Последнюю фразу Фрэнк выкрикнул так хрипло, а затем так сильно закашлялся, что Миньон впилась ногтями в ладони. Разве можно ему до такой степени напрягаться, он же заболеет!
Когда она решилась наконец поднять голову, Фрэнк уже спрятал платок и, похлопывая себя по нагрудному карману, улыбался, словно хотел успокоить коллег. Да никто, казалось, и не разделял ее тревоги, даже Пан. Видно, зря она беспокоится. Не надо принимать все так близко к сердцу…
— Теперь разберемся, как происходило опознание. Стоит только взглянуть в списки, и сразу становится ясно, что туда попали все, от кого власти Реаты хотят избавиться — те, кто всегда «в первых рядах» борцов за лучшие, более человеческие условия для эксплуатируемых шахтеров, кто сильнее всех мешает Угольной компании или угнетателям вроде Джейка Махони.
Кто же они, эти бесстрашные вожди? Председатель Совета безработных Реаты. Глава Женского комитета помощи безработным. Секретарь-казначей Ассоциации защиты американских рабочих. Несколько членов забастовочного комитета, созданного во время стачки два года назад. Наконец, все до единого члены делегации, посланной к шерифу Маккелвею по поводу ареста Рамона Арсе и Артуро Фернандеса. И вдобавок для высылки из страны задержаны некоторые вожаки, не имеющие никакого отношения к «беспорядкам». В их число входит и руководитель делегации протеста, направленной две недели назад к губернатору штата, — тот самый человек, которого арестовали здесь вопреки распоряжению вашей чести.
Кроме них, на скамье подсудимых сидят десятки человек, не принимавших в трагических событиях никакого участия. Разве это не доказательство, что их арестовали, просто чтобы изгнать из города и не дать пополнить первые ряды пролетарских организаций, чтобы окончательно разгромить рабочее движение в Реате. Как же иначе объяснить арест людей, занятых в то утро на шахте?
Фрэнк замолчал и сделал глоток из наполовину опустевшего стакана.

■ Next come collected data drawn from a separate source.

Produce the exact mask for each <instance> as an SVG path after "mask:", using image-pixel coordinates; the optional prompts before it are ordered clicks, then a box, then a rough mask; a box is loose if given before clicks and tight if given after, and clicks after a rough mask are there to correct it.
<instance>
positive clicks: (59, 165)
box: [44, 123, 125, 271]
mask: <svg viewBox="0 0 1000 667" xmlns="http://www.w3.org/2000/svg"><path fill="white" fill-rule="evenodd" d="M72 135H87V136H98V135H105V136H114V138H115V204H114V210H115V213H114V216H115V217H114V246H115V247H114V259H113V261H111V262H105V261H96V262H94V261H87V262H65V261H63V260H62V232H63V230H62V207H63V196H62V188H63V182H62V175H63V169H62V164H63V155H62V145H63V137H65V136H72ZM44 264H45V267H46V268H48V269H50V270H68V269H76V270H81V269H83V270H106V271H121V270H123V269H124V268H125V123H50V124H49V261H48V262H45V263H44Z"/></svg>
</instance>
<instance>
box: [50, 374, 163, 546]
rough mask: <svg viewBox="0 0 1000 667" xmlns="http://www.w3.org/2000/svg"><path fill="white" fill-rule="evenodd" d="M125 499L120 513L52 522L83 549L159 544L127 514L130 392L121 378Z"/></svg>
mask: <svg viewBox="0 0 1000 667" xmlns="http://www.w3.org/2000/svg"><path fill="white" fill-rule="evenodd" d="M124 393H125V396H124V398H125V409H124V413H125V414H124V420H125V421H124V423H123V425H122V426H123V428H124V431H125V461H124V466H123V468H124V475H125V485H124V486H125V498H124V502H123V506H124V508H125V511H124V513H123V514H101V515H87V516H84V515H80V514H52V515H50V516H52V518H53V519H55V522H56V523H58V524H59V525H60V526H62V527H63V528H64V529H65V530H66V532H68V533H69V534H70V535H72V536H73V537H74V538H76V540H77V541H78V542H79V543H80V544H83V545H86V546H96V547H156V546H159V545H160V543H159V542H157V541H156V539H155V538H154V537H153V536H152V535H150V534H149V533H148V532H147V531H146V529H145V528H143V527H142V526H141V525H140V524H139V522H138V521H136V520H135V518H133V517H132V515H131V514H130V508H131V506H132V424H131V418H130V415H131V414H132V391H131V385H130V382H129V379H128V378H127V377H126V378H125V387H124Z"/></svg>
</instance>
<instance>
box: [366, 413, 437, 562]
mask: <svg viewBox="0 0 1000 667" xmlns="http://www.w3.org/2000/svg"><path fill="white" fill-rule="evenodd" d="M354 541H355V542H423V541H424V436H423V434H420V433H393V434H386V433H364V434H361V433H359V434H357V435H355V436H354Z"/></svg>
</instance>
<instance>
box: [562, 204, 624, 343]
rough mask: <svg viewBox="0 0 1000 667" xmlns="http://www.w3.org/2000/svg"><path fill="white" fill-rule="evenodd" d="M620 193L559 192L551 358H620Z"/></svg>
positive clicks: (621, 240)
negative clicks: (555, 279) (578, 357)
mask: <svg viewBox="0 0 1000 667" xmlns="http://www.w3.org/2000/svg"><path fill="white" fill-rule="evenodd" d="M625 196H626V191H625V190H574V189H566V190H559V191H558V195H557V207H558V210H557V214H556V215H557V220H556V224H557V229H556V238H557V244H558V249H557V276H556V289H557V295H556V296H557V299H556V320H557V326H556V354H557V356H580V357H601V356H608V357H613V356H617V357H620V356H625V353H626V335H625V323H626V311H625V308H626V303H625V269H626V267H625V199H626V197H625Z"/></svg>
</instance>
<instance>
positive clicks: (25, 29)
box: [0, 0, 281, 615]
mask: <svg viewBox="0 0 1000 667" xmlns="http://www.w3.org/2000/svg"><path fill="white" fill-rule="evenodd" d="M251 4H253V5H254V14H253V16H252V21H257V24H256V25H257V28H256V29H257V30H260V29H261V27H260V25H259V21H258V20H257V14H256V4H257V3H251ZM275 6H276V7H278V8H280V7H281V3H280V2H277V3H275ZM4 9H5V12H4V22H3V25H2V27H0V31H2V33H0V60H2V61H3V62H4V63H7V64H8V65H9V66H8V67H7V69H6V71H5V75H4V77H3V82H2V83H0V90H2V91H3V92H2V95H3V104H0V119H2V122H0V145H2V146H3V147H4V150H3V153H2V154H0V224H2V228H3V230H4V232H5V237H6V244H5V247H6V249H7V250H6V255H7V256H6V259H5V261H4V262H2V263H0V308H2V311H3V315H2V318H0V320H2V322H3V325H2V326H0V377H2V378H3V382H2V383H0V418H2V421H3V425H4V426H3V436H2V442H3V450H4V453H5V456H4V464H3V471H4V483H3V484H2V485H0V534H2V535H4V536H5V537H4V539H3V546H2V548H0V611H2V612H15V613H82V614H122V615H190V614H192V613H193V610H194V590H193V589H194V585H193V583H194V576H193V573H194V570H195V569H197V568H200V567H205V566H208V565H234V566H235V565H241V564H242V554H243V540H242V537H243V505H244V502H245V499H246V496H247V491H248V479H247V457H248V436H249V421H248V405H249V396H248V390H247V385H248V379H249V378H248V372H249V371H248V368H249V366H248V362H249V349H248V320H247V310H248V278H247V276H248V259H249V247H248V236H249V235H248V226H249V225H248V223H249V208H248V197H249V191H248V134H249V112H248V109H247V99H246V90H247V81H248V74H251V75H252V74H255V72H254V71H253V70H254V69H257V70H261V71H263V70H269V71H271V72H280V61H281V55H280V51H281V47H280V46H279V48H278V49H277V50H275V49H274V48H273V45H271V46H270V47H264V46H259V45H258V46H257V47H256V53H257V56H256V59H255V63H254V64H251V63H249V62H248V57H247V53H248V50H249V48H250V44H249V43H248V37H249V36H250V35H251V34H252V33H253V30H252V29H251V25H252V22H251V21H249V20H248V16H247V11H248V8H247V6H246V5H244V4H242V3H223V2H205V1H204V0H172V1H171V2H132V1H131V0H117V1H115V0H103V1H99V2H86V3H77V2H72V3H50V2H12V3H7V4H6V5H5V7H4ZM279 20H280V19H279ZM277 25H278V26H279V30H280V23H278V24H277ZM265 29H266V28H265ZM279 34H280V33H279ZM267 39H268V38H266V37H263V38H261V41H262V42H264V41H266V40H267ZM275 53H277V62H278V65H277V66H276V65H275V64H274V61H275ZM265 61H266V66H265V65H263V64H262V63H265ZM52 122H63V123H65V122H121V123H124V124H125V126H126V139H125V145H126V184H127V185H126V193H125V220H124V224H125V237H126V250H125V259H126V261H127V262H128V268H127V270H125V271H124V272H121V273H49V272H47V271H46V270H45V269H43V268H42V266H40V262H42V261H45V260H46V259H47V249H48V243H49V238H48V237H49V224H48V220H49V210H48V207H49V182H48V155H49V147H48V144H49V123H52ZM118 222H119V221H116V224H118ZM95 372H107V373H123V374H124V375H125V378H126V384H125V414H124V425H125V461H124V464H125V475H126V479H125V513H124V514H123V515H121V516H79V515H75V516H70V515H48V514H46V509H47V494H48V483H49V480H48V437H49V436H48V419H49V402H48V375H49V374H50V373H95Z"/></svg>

— Теперь, ваша честь, хотя и не без робости, я собираюсь оставить область фактов и перейти к теории. На данном слушании, по-моему, наметилась тенденция неверно интерпретировать понятие «разумное сомнение». Я беру на себя смелость утверждать, что «разумное сомнение» возможно и применимо только к определенному доказательству. Ваша честь, например, вправе решить, что убийство шерифа одним из подзащитных не вызывает «разумных сомнений» только в том случае, если по данному вопросу существуют какие-то пусть даже не особенно веские доказательства. Если же улики полностью отсутствуют, суд, по моему мнению, не может установить ни действительную, ни хотя бы возможную связь подзащитных с рассматриваемым преступлением.
Судья недоуменно поднял брови, и, когда кое-кто из соседей Миньон захихикал, она шикнула на них, чтобы не мешали слушать.
— Хочу заверить суд, что это не просто игра словами, не просто софистика, к которой я прибегаю, пытаясь сделать хорошую мину при плохой игре. Нет, мои доводы призваны усилить и без того несокрушимую аргументацию дела. Доводы эти просты: отсутствие доказательств не может использоваться вместо доказательств. Возможность нельзя отождествлять с вероятностью. При отсутствии улик, подтверждающих вероятность вины, ваша честь вообще не вправе сомневаться в невиновности подсудимых. — И, не обращая внимания на понимающий кивок судьи, Фрэнк закончил: — Я утверждаю, что в подобном случае «разумное сомнение» будет юридически неправомерно.
Судья покачал головой. Пан крикнула: «Браво!», Миньон захлопала. К ней присоединились и другие зрители, но Бек, подняв руку, восстановил тишину.
— Короче говоря, мы не имеем права считать, что дыма без огня не бывает. Дым может идти и от тлеющей тряпки, специально подброшенной, чтобы ввести кого-нибудь в заблуждение. Именно так все и произошло в нашем деле. Как же иначе объяснить массовые аресты невиновных, произведенные без всяких оснований? Я очень прошу вашу честь использовать право на «разумное сомнение», только когда существуют доказательства, а не тогда, когда они полностью отсутствуют.